Despite his enormous talents, avid charity work, and legendary Oscar hosting, he’s earned a reputation over the years as a difficult egotist. Thomas Lennon had nothing good to say about him in his book about adventures in the screen trade. Crystal bit the hand feeding him when he scolded the Tony Awards for not nominating his one-man show 700 SUNDAYS for Best Play while accepting a special award from them in 2005. And the 73-year-old comic has too often bemoaned not being nominated for any Academy Awards for his writing, directing, and starring in MR. SATURDAY NIGHT in 1992. Billy Crystal is his own biggest fan, it would seem, and with his ego so egregiously on display in his new movie HERE TODAY, that makes him his own worst enemy here.

Crystal is the star, director, producer, and co-writer (along with Alan Zweibel) of the film and all his efforts are even more of a mixed bag than they were in MR. SATURDAY NIGHT. Here, he’s playing another fictionalized show biz legend, but he can’t resist making it a thinly veiled salute to himself. Instead of focusing on the story’s driving plot about an aging comedy writer who is starting to suffer the effects of dementia, the film becomes more of an opportunity for Crystal to hector everyone onscreen about what he thinks is funny.

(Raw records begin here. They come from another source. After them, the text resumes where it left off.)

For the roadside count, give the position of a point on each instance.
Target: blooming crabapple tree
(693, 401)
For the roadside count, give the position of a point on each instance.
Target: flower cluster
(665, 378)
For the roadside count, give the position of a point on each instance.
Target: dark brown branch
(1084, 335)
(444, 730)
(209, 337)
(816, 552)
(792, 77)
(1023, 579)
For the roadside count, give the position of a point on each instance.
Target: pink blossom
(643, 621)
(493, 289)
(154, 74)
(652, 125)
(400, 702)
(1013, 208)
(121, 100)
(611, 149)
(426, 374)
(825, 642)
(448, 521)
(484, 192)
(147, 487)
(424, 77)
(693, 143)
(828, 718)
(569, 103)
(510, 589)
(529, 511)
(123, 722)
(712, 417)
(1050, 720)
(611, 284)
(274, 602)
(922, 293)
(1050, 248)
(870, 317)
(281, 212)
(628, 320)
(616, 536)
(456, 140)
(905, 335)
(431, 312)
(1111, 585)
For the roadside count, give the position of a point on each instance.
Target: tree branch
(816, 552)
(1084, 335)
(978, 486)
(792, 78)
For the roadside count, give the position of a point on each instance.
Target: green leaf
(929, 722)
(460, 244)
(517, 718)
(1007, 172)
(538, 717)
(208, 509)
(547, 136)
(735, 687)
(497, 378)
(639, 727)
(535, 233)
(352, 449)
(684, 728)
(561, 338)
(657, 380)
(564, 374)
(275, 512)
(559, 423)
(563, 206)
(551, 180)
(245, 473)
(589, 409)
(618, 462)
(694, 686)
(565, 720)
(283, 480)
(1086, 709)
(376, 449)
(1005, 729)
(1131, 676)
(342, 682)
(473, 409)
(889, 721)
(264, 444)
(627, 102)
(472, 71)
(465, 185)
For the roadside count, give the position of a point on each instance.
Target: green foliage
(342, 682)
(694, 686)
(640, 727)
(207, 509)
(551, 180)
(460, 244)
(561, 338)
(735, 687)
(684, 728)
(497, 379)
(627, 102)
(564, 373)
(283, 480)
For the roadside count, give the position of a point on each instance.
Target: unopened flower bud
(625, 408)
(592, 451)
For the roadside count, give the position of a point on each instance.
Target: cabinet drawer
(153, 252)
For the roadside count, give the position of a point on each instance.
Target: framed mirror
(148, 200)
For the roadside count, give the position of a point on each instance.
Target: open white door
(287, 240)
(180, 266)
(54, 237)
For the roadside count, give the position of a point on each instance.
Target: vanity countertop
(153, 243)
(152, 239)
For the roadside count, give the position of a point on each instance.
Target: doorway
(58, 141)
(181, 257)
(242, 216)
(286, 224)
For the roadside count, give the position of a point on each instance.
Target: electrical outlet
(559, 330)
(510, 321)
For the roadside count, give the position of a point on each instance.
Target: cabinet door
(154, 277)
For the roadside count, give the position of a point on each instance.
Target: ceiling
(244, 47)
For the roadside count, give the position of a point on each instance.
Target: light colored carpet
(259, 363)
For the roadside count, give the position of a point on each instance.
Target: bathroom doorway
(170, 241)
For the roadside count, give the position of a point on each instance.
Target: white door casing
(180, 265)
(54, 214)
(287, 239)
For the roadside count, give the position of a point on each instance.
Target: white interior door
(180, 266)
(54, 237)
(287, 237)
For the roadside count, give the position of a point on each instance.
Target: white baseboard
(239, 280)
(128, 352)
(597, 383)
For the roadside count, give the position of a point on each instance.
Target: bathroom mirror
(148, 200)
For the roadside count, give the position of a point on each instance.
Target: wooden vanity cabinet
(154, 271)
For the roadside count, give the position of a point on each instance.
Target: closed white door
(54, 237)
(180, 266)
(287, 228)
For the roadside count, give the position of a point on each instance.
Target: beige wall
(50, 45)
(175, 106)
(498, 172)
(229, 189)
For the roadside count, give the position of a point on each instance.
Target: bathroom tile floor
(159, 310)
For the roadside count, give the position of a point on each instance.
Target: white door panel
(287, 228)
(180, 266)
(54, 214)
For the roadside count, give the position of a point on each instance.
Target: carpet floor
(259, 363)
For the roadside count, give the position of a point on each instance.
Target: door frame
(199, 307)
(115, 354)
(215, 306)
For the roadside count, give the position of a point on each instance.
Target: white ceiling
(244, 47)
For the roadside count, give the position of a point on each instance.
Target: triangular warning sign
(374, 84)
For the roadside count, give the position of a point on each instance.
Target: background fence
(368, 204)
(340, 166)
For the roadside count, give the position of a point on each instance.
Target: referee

Charlie Berns (Crystal) is a legendary playwright and screenwriter in the story who is now working as a consultant to a SATURDAY NIGHT LIVE type of variety show. Berns is losing his memory, but it doesn’t prevent him from striking up a new friendship with a fan named Emma Payge. As played by Tiffany Haddish, she’s opinionated, brazen, and adorable as hell, no surprise there, and she has wonderful chemistry with Crystal. They riff and banter together like two old vaudevillians, ladling on the schtick, funny voices, and one-liners.

Ultimately, Emma will come to help Charlie battle his health issues while becoming his new BFF. If the film spent more on this odd coupling, as well as the creeping Alzheimer’s, Crystal might have had a moving and gentle character study on his hands. Unfortunately, he just can’t resist returning again and again to the variety show setting to lecture everyone on screen about the rules of comedy. In scene after scene, Charlie proclaims what’s funny, who’s talented, how lines should be read, and where a joke bends or breaks. It isn’t very amusing. Instead, it’s sanctimonious.

And the gags that Crystal writes for the movie feel dated and strained too, so where’s the funny anywhere here? Making fun of Siri, the cost of prescription drugs and senior citizen constipation in 2021 hardly feels cutting edge. Yet, Crystal delivers all his opinions on such topics via his mouthpiece Charlie with a smug smirk that becomes offputting the more the film goes on. Crystal can be a terrific actor, but he’s not really playing one here. He’s just being himself writ large.

Seldom have Hollywood’s attempts to portray sketch comedy worked on screen anyway. MY FAVORITE YEAR managed to be effective back in 1982, but since then, there have been dozens of failures trying to showcase such program types, be it Aaron Sorkin’s television series STUDIO 60 ON THE SUNSET STRIP in 2006 or Mindy Kaling’s big-screen vehicle LATE NIGHT in 2019. Such efforts, like this one, seem like little more than self-absorbed navel-gazing.

Perhaps it was too much to expect something truly significant about the topic of dementia, especially after Anthony Hopkins’ Oscar-winning turn in THE FATHER, but Crystal should have made more out of that plot element. Rather than say something truly significant about that disease, the writer/director/actor spends way too much time showcasing another mental problem – his raging narcissism.